Le cose che mio padre teneva in tasca ci hanno fatto andare via da Albion, uscire dall’Oklahoma e cominciare a attraversare l’Arkansas per arrivare a Hot Springs. E là quell’ altro bambino ha preso la mia mazza e il mio guantone da baseball e delle altre cose che mia hanno detto erano diventate piccole. Quest’altro bambino ha preso tutti i miei vestiti tranne il completino usato che mi hanno fatto mettere e che mi andrà bene tra un bel po’. La roba da baseball la potevo passare al mio fratellino insieme ai vestiti ma tanto lui ormai non poteva più crescerci dentro.

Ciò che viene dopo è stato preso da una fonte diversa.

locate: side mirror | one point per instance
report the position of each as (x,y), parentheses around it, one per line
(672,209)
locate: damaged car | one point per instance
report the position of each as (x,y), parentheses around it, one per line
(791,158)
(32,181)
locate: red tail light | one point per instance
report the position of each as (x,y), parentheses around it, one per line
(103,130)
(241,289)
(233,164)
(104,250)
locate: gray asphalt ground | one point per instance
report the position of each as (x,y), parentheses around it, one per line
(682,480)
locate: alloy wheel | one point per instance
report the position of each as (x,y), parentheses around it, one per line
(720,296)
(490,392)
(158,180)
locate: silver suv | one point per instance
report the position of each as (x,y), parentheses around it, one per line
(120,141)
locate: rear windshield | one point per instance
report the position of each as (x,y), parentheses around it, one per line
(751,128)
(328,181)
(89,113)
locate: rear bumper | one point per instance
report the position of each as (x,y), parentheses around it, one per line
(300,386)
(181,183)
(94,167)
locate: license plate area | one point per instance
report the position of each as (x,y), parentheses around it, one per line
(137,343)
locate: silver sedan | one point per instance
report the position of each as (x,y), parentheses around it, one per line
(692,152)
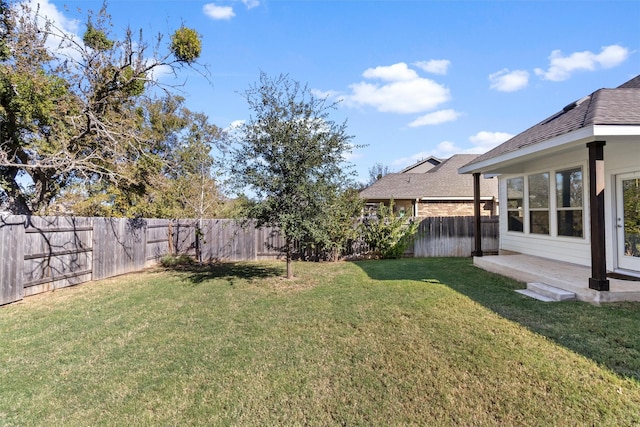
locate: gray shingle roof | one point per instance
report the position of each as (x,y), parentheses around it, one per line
(442,181)
(619,106)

Questo l’incipit di E allora siamo andati via di Michael Kimball (Ed. Adelphi 2001). Senza correre il rischio di rovinare la lettura a chi vorrà prendere in mano questo libro aggiungo che lui ormai non poteva più crescerci dentro perché lui, il fratellino, era già morto. Ed è proprio la consapevolezza di quella piccola bara caricata nel bagagliaio della macchina che ti torce le budella pagina dopo pagina.

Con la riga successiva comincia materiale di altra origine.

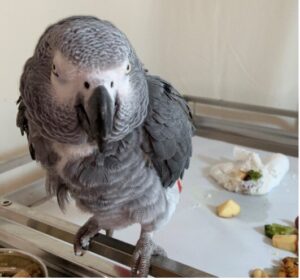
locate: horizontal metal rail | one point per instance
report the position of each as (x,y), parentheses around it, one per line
(241,106)
(112,249)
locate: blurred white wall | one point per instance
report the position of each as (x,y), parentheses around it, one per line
(238,50)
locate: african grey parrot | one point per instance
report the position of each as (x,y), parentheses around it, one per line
(108,134)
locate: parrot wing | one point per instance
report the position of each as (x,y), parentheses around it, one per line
(22,123)
(168,131)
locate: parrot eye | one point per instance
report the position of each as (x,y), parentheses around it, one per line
(128,68)
(53,70)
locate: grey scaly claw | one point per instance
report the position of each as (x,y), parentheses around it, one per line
(141,259)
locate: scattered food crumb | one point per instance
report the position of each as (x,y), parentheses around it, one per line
(228,209)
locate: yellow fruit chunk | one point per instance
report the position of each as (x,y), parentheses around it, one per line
(228,209)
(285,242)
(259,273)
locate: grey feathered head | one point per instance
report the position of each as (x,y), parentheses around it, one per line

Nel risvolto di copertina si legge: c’è una famiglia che si sposta dal Texas al Michigan, portando con sé la bara dell’ultimo nato e cercando di barattare, lungo il cammino, gli oggetti di cui la macchina è stipata. Ci sono gli esterni che sceglierebbe David Lynch dovendo rigirare, oggi, “Furore”: statali polverose, villaggi fantasma, fattorie con le porte che sbattono, sinistre, nel vento. E ci sono due bambini, che con pochissime parole raccontano, alternandosi, una storia in apparenza elementare. Ma subito le strofe di questa filastrocca metallica e stridente si trasportano in un paesaggio allucinato, che non sappiamo più se sia l’America profonda, la Terra dei Morti, o un qualche terrificante stadio intermedio fra i due.

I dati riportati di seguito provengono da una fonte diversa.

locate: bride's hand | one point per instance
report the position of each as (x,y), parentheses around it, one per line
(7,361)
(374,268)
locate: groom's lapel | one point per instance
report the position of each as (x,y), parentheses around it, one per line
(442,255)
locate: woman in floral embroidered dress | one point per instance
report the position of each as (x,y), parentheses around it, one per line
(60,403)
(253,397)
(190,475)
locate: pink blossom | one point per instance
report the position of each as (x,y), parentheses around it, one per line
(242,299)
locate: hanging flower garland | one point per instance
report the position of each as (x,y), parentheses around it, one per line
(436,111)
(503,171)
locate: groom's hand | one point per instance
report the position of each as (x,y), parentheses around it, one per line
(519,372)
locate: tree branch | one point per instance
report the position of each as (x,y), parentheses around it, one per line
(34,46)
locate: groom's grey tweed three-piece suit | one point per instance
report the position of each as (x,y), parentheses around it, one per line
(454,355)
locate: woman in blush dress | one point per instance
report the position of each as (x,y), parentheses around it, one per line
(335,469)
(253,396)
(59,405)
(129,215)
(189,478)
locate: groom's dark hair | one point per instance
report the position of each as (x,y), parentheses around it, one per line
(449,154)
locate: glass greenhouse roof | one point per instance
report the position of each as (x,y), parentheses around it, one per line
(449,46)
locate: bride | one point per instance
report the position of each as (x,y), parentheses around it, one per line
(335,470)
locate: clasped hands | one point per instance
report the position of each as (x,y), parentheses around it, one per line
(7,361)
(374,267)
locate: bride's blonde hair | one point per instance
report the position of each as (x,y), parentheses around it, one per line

Questo libro è tutto qui, nella tragica innocenza delle parole di due fratellini. La forza è nel registro stilistico usato da Kimball che facendo parlare i bambini mantiene la narrazione asciutta e senza divagazioni. Il libro si svolge a capitoli alterni, uno con la voce del fratellino e uno con quella della sorellina e non si può non commuoversi per l’ ingenuità con la quale i due descrivono la loro situazione. La voce della bambina, in particolare, si muove sempre in bilico fra realtà e fantasia. Incomprensibile a tratti, ti confonde con i suoi continui rimandi a bambini e bambole, ugualmente capaci di animarsi, di vestire vestiti nei quali i bambini-persone cresceranno dentro mentre i bambini-bambole, come il fratellino, sono destinati a rimanere bambole per sempre.